Because health care providers have more of a financial stake in their patients’ well-being, some people — particularly those with chronic or multiple health conditions — can expect physicians and other employees to become more involved in their daily lives.

Care coordinators will be checking whether patients take their medications and attend medical appointments. They’ll be conducting more in-home visits. In Loveless’ case, Community Care Alliance hopes that putting about $6,000 into her home renovation will pay off in lower health care costs over the long term.

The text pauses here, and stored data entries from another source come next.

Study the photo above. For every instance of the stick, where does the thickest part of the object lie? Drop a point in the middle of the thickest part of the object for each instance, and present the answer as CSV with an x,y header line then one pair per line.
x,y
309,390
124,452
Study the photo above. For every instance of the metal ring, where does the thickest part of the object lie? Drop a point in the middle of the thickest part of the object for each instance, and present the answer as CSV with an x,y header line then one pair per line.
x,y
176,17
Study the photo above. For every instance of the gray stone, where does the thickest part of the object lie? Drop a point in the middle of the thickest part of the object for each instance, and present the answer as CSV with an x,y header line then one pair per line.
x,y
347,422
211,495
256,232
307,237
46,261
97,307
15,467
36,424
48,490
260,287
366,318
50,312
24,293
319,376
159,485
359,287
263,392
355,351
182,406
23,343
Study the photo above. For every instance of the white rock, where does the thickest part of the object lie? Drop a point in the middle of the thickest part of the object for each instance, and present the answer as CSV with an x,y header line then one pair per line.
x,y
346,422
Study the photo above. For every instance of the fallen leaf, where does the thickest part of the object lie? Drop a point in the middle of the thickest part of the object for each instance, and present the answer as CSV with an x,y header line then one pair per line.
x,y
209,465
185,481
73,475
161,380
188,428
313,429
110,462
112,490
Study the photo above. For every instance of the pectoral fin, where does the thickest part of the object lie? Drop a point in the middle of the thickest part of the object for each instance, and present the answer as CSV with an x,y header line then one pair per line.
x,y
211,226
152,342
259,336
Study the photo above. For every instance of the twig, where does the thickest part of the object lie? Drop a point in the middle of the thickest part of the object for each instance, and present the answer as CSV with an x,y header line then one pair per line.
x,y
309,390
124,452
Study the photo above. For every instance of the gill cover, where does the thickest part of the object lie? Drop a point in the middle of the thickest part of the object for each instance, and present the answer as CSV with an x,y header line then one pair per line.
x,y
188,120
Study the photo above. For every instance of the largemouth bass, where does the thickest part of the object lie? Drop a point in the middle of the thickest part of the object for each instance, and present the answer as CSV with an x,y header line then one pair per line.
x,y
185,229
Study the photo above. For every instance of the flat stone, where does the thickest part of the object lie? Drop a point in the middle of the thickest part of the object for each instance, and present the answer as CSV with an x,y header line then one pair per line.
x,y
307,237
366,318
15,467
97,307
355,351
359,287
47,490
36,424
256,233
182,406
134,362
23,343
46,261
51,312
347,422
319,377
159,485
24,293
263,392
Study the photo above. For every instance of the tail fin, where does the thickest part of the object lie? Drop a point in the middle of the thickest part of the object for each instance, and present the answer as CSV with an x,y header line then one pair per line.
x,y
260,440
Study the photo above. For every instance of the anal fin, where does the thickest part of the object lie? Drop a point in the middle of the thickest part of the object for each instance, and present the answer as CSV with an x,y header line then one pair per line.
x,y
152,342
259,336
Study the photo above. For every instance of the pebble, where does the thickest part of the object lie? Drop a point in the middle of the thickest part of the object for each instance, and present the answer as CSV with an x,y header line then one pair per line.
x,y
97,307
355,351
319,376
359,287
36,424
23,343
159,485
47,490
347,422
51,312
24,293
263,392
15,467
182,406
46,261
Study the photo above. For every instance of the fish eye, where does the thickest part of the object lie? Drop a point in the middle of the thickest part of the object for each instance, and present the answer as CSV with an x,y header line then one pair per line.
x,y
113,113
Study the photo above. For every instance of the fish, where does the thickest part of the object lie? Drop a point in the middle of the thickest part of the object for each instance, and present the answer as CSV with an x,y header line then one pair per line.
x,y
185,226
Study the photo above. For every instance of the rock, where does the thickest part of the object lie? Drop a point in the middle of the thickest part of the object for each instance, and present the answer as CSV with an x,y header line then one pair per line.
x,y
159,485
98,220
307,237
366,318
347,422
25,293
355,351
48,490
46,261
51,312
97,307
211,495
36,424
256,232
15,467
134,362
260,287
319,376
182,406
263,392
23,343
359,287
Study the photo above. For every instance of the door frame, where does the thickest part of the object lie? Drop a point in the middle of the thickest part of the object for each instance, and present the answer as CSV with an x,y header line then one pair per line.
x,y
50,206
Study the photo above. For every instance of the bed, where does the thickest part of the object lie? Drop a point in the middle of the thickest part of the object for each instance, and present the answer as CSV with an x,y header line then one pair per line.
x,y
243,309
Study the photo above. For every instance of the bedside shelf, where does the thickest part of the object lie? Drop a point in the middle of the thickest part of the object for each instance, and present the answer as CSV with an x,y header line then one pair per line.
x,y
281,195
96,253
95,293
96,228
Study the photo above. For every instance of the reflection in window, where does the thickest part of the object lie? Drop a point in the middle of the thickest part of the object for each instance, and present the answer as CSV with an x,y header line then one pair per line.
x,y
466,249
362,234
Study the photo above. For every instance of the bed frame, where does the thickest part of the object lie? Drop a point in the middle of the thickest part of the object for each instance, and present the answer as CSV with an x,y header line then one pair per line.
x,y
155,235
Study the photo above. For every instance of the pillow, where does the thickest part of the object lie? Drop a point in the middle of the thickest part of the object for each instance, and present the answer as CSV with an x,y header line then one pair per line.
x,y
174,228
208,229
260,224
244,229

The cost “is less than the cost of one month of nursing home placement for an individual, which is really what (Loveless’) alternative option is,” said Anne Downs, a coordinator working with the Rockford woman. “By making this investment upfront, we’re saving money in the long run and the enrollee is safer.”

For Loveless, the project offers a small amount of independence that she’s coveted for months. Her goals are simple: She wants to join her congregation on Sundays instead of speaking with church leaders by phone. She wants to visit a store, something she says she hasn’t done in nearly eight years. Above all, she just wants to go outside.

“I think I’ll just sit for a while and look across the street,” she said.

The shift to managed care will take various shapes in Illinois, with different health plans for disparate parts of the Medicaid population. Some plans will be run by insurers likeAetna, Blue Cross and Blue Shield of Illinois and Humana; others will be run by networks of hospitals and health systems.

The transformation amounts to a giant transfer of financial risk from the government to insurance companies and health care providers. In exchange for assuming that risk, those companies get to keep a portion of any savings they’re able to generate by keeping patients healthier and out of the hospital.

Still, the margins are narrow, and there’s no guarantee of a profit. Under state contracts, health plans must spend at least 88 percent of the funds they receive on health care and related services; unspent money must be returned to the state. Profits come from the remaining 12 percent, after overhead costs are covered.

If a health plan’s costs exceed payments from the state, it must absorb the loss, not taxpayers.